Educator Spotlight History is Present

Meet Meaghan and Mark


This is a series where we introduce educators who work with us at the Museum and help us help other teachers. Meet Meaghan Rymer and Jonathan “Mark” Grow, members of our Teacher Advisory Council!

Meaghan Rymer of Richmond, VA

Meaghan Rymer

Where and what do you teach?

I am a 7th grade US History II teacher at River City Middle School in Richmond, Virginia.

Give us your twitter-length philosophy of education.

I believe children, especially teenagers, want to know the truth of what really happened in history. It is our duty as educators to step out of our comfort zones, educate ourselves, and teach as open and as honestly as possible.

What do you find to be the most challenging aspect of teaching social studies and the Civil War era?  

The most challenging aspect of teaching social studies is how limited our standards can be. So many stories can be told for every single historical event and our curriculum often leaves out the most important voices. The challenge comes when, as teachers, we want those stories to be told but have to choose which ones. When teaching the Civil War Era, I always find that students lose interest the moment they have to learn battles and dates. The challenge is finding ways to keep them engaged and interested.

What strategies do you use in your classroom to overcome those challenges?

The main strategy I use to overcome some of these challenges is by researching people and their experiences and presenting the information through their stories. I use a lot of primary sources, especially photographs to help the students connect the people to the events. 

Tell us about your experience collaborating with the museum and being part of ACWM’s Teacher Advisory Council.

I have been a member of the ACWM’s Teacher Advisory Council for 6 years. The museum’s resources and expertise has helped both in my classroom and with work I have done outside the classroom. It was an honor to be able to preview the new main exhibition and help the staff form meaningful resources for educators. I have learned a great deal about the Civil War and teaching strategies from other members of the council.


Mark Grow of Raleigh, NC

Joanathan “Mark” Grow

Where and what do you teach?

​I teach at Millbrook High School in Raleigh, NC. I teach IB History of the Americas and Lessons of Vietnam.
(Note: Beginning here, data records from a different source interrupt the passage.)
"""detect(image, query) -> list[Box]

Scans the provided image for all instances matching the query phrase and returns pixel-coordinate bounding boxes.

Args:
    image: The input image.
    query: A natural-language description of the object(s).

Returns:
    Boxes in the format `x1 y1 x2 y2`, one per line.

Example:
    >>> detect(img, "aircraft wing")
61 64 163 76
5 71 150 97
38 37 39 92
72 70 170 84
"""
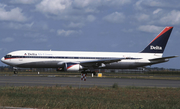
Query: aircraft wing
149 56 178 61
80 58 126 67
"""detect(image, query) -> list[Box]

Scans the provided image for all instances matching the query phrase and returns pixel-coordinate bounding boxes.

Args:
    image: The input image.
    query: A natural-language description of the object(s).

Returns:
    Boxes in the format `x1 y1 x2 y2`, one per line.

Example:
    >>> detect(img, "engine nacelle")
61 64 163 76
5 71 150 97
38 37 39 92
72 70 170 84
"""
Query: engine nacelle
57 63 83 71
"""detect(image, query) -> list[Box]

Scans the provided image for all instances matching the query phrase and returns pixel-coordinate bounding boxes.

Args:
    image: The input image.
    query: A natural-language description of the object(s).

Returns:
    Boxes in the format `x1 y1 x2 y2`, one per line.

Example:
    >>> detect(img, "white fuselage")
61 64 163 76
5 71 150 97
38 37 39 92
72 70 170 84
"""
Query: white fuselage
1 50 165 69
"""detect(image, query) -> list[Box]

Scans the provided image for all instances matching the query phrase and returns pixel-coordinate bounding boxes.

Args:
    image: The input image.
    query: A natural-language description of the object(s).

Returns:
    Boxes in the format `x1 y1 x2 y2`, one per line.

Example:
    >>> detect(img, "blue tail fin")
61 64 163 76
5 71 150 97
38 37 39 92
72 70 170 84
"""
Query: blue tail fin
141 27 173 53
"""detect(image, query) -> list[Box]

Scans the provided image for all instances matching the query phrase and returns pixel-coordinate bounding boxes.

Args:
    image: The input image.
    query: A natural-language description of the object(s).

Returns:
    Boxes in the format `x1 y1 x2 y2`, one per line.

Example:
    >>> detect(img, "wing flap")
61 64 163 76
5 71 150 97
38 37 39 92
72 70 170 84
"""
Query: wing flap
80 58 125 66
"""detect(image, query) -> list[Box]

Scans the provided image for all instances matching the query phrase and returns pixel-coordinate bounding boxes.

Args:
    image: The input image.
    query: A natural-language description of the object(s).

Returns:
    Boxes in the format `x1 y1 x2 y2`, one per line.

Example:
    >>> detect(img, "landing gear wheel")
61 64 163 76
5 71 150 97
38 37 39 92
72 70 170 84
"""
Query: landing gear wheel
92 71 96 75
14 71 18 74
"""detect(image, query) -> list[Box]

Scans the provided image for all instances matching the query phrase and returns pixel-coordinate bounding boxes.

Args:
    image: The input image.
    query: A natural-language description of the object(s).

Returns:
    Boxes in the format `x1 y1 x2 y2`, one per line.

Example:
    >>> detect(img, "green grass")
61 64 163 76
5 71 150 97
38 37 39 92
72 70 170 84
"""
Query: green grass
0 84 180 109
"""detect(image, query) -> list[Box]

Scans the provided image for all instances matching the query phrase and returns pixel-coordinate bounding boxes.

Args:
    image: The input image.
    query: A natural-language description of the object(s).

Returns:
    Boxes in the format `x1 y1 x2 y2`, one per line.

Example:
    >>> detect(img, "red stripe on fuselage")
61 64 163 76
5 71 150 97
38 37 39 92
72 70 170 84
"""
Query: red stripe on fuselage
67 64 77 69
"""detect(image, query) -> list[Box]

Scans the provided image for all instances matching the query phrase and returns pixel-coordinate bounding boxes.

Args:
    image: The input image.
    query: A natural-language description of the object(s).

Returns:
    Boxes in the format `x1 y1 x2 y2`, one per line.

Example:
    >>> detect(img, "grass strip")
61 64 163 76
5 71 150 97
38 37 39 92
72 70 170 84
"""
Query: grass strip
0 83 180 109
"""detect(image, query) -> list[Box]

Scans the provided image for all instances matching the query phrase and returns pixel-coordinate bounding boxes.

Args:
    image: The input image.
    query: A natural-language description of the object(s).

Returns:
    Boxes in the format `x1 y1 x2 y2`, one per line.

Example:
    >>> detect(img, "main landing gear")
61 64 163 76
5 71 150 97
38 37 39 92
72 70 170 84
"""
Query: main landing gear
13 67 18 74
81 70 96 75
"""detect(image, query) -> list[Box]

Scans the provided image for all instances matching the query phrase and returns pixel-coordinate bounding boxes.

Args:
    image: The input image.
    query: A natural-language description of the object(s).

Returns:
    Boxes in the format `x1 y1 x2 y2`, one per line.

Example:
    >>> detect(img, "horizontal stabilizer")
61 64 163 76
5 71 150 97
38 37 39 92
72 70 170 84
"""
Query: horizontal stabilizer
149 56 178 61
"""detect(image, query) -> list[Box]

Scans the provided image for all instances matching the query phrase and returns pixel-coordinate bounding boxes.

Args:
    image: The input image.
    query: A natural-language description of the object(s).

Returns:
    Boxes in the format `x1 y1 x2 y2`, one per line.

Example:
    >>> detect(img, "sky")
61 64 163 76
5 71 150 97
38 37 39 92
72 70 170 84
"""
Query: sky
0 0 180 69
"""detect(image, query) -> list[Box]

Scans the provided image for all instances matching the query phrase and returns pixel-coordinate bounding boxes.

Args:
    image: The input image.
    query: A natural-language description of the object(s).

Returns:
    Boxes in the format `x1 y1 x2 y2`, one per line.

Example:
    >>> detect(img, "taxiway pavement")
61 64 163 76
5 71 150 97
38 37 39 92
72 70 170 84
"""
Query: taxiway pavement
0 76 180 87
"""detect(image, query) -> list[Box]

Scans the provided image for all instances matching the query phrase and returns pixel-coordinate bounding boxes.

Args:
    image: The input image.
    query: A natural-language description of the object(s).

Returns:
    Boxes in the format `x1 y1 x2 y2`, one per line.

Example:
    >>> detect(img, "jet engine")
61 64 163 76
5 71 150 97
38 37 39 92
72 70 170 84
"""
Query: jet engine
57 63 83 71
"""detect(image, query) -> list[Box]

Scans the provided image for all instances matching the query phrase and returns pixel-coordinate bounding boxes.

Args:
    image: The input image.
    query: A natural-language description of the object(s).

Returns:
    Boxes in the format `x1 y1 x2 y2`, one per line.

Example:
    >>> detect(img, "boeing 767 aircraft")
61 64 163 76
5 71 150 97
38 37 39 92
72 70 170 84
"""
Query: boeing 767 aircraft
1 27 177 74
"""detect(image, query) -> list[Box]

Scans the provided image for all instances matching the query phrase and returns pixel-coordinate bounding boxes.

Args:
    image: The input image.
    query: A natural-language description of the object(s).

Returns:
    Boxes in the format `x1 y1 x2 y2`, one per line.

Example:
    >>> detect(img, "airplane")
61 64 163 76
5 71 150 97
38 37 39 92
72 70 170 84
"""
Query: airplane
1 26 177 74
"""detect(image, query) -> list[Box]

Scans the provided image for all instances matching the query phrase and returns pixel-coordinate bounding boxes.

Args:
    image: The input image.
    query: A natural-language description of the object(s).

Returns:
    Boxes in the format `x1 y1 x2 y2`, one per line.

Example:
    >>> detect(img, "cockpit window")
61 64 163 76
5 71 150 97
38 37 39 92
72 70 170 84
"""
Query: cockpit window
5 55 12 58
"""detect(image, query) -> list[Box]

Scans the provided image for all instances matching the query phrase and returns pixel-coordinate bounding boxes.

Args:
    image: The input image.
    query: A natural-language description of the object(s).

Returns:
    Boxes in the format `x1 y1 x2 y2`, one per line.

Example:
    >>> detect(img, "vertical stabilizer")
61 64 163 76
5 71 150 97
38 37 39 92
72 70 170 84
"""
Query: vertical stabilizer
141 27 173 53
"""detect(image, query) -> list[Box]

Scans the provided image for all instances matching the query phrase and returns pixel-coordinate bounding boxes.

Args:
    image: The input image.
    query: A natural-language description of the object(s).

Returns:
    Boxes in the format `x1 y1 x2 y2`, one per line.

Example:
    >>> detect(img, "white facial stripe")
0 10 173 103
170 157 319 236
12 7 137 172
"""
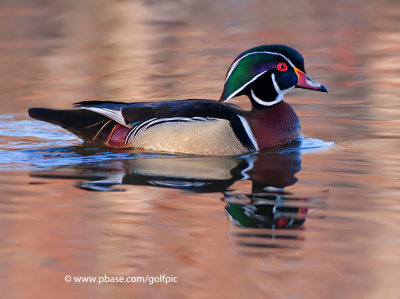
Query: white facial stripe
225 51 295 82
224 71 267 102
238 115 260 152
251 89 283 106
271 73 296 95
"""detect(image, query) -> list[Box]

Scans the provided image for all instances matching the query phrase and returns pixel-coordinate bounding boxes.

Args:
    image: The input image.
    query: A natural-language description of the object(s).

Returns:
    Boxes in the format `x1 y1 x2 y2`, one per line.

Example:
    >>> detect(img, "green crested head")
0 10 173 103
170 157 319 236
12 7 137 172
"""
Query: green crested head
220 45 327 106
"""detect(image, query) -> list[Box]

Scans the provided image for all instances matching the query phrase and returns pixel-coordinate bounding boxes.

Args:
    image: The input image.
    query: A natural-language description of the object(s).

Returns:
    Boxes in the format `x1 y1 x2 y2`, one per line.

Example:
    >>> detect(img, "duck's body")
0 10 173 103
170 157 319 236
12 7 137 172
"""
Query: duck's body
29 45 326 155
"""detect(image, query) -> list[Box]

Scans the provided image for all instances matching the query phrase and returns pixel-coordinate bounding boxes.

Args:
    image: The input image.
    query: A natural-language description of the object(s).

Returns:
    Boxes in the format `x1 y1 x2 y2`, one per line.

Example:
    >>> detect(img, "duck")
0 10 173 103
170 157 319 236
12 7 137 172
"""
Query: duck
28 44 328 156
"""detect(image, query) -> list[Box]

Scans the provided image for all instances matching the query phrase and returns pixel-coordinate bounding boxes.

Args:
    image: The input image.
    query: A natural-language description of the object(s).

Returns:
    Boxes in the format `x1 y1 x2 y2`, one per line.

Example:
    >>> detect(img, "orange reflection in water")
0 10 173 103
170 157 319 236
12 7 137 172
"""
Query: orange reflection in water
0 0 400 298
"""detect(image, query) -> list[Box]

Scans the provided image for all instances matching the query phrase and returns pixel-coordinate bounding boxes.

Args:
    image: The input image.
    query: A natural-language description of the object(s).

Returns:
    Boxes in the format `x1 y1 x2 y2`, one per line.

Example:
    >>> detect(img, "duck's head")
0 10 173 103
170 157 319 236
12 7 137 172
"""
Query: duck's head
219 45 328 108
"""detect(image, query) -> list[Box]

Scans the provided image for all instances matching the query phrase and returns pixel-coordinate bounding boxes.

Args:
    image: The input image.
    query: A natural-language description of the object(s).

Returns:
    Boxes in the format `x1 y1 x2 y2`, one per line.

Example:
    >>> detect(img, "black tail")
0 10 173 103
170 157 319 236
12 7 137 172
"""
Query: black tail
28 108 117 142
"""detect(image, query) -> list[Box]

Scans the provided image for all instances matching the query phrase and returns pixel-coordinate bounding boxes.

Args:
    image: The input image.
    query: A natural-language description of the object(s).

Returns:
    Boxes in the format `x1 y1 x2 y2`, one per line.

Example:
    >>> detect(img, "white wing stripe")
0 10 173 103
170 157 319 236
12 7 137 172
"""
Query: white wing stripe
238 115 260 152
82 107 127 126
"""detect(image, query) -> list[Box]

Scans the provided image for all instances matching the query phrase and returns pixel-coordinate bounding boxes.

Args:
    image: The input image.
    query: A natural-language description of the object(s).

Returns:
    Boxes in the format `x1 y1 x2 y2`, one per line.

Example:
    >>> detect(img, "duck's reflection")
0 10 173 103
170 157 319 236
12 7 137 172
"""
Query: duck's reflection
31 151 307 229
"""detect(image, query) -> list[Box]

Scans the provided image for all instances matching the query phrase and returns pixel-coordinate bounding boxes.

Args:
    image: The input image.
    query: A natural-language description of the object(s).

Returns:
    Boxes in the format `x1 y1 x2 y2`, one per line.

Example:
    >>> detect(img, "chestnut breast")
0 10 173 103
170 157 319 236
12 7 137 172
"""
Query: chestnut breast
247 102 301 150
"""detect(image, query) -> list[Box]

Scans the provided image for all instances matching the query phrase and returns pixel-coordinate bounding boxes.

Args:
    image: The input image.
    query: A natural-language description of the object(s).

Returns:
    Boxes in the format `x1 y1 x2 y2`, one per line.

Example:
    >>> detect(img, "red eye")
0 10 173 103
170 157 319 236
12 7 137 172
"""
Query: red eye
276 62 287 72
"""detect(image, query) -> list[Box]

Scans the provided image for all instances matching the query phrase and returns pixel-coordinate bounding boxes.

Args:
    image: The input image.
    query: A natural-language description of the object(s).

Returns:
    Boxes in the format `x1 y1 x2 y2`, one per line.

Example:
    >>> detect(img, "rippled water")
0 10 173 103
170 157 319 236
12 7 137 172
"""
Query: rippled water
0 0 400 298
IB History has a focused study of the early national and middle periods of US History. My curriculum culminates with the American Civil War and Reconstruction.

Give us your twitter-length philosophy of education.

My teaching philosophy is rooted in a desire for students to develop a personal and lasting interest in both the past and today’s world. Sparking students’ personal interest is key to their engagement with the past. Once this spark for real learning happens, students take ownership of their own education, which will always be with them.

What do you find to be the most challenging aspect of teaching social studies and the Civil War era?

The most challenging aspect of teaching social studies is creating and maintaining a classroom culture of positive inquiry about the past and its effects on people today. My students come from all different backgrounds. Some can trace thier roots to the first New England and Jamestown colonies. Others have no knowledge at all. Some discover that their ancestors owned people. Some of their classmates discover that their ancestors were enslaved. Having an open discussion about Thomas Jefferson, his half-brother, and meaning of the Declaration of Independence with students of varied backgrounds and perspectives is a challenge. Having an open conversation about the complexities of the past is something students want to do, but first they need to know that having a worthwhile conversation means listening to others in a calm manner and having a productive response.

What strategies do you use in your classroom to overcome those challenges?

Creating a safe and positive environment is crucial. Students need to feel that their opinions can be safely shared and heard. Students need to be shown that it is ok to listen, hear, and how to question another’s’ opinion. Public discourse is negatively charged right now, and students need to be exposed to the idea that that is not normal or healthy. I work hard in my classes to set protocols and model examples for how to question and challenge others’ opinion with the goal of understanding, rather than judging. 

Tell us about your experience collaborating with the museum and being part of ACWM’s Teacher Advisory Council.

It has been heartening to hear that other teachers share a similar teaching philosophy and experience the same challenges. The resources for teachers and opportunities for classes to learn from the Museum’s displays are wonderful additions to my curriculum. Being a part of this group is helping me present the past and facilitate discussions that link the past to the present in a meaningful and productive way.